Write a module using LWP that will find and retrieve sentences in Web
pages that use a given set of words. You should allow the user to specify
one or more words to be found. Your module should collect as many
sentences as it can that use these words.
You have a fundamental choice to make in creating this program. Do you
query a search engine (via LWP) to find this information or do you create
a spider (using LWP) of some sort that goes to selected neighborhoods in
the Web and locates text? I leave this choice to you. However, it is
important that your module gather as much text as it can. For example, if
I request sentences with a very common word it in (like "baseball" or
"love" or "car") I would expect your module to return quite a few
sentences. We will need to collect large amounts of data for the
final portion of this project, so please focus on maximizing the
amount of text you locate.
Your module should attempt to filter out non-sentences (very short
fragments, captions, etc.) and display only complete sentences, but of
course this will be imperfect.
In addition to your module, please provide an interface program that
"shows off" the functionality of your module. Since we will be collecting
large amounts of text, it will make sense to allow users to write the data
collected to a file that they name. I will demo such an interface in class
so that you have an idea of what this looks like.
Provide sufficient documentation (to be read via perldoc) such that I can
install your module and start to use it without much difficulty.

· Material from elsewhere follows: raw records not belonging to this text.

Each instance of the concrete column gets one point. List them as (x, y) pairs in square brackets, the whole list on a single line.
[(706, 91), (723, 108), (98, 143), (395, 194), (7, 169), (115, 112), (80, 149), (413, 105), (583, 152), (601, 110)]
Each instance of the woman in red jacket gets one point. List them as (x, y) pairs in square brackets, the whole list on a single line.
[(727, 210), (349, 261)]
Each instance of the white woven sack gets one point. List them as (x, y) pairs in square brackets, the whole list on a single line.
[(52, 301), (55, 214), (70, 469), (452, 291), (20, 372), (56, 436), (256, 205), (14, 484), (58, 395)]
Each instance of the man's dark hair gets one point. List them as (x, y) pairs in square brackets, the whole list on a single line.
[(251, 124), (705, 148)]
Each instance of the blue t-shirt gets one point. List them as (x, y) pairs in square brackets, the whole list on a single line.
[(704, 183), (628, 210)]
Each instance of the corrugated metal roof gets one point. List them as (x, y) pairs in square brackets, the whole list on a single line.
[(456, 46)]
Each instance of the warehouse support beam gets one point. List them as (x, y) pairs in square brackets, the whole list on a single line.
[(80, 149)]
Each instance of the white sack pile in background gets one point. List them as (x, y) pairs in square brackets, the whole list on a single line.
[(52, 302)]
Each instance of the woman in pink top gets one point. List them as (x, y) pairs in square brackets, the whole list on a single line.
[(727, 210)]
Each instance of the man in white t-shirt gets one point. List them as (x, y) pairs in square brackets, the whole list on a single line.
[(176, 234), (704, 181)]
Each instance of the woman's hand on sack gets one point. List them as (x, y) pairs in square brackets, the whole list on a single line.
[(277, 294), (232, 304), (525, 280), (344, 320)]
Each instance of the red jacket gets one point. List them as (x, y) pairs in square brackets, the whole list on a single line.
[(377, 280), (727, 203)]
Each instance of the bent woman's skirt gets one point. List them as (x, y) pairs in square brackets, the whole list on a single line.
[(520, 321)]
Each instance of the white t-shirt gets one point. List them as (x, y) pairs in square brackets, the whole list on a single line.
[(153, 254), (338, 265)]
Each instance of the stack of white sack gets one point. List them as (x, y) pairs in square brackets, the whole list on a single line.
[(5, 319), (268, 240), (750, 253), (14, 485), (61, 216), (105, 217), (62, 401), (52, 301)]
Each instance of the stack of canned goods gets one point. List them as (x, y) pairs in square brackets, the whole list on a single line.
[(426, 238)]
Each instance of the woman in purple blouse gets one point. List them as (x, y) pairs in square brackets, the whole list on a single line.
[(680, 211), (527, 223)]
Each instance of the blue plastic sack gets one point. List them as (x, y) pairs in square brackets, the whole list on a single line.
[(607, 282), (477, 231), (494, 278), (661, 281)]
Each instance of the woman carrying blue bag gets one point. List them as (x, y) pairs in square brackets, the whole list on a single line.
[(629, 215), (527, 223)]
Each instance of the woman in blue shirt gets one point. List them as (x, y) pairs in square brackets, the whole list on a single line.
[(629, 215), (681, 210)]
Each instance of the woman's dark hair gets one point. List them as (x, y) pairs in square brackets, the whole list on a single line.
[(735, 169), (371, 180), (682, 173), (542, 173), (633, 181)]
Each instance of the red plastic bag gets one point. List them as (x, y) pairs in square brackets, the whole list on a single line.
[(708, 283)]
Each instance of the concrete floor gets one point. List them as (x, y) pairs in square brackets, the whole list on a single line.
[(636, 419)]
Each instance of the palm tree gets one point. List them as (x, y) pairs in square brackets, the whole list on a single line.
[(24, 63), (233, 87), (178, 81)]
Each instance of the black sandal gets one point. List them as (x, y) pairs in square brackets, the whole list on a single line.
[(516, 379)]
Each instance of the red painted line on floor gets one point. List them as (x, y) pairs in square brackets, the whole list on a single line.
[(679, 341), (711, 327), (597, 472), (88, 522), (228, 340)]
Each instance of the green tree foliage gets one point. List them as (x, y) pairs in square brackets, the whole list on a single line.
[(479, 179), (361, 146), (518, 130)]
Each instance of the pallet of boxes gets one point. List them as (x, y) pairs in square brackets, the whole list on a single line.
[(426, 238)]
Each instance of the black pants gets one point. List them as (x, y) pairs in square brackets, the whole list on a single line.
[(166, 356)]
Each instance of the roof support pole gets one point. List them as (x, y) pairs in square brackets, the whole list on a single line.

Submit your module and supporting files to the web drop as a single tar
file that is named for your team. Things should be structured such that
I can install your module using the standard "3 step" CPAN install.
The three steps are as follows.
I should not have to do anything else to get your module installed. I
should be able to include it in a program via the "use" directive. Please
provide some example usages in your documentation, and of course your
test files will show how to use the code as well.
Make sure you team name, individual names, date, etc. are included in your
source code. Your code may well end being distributed via CPAN so provide
appropriate info about copyrights, distribution, etc.
This is a team assignment. You are strongly advised to divide up the work
of the project into tasks that can be carried out in parallel by various
team members. All team members should be acknowledged in the comments,
etc. and all teammates will receive the same grade. Do not work with
other teams. Each team should operate independent of all the other teams.
Make your own decisions as a team and do not be influenced by the
decisions of other teams if you happen to hear of them accidentally. You
are free to work with your teammates as closely as is necessary.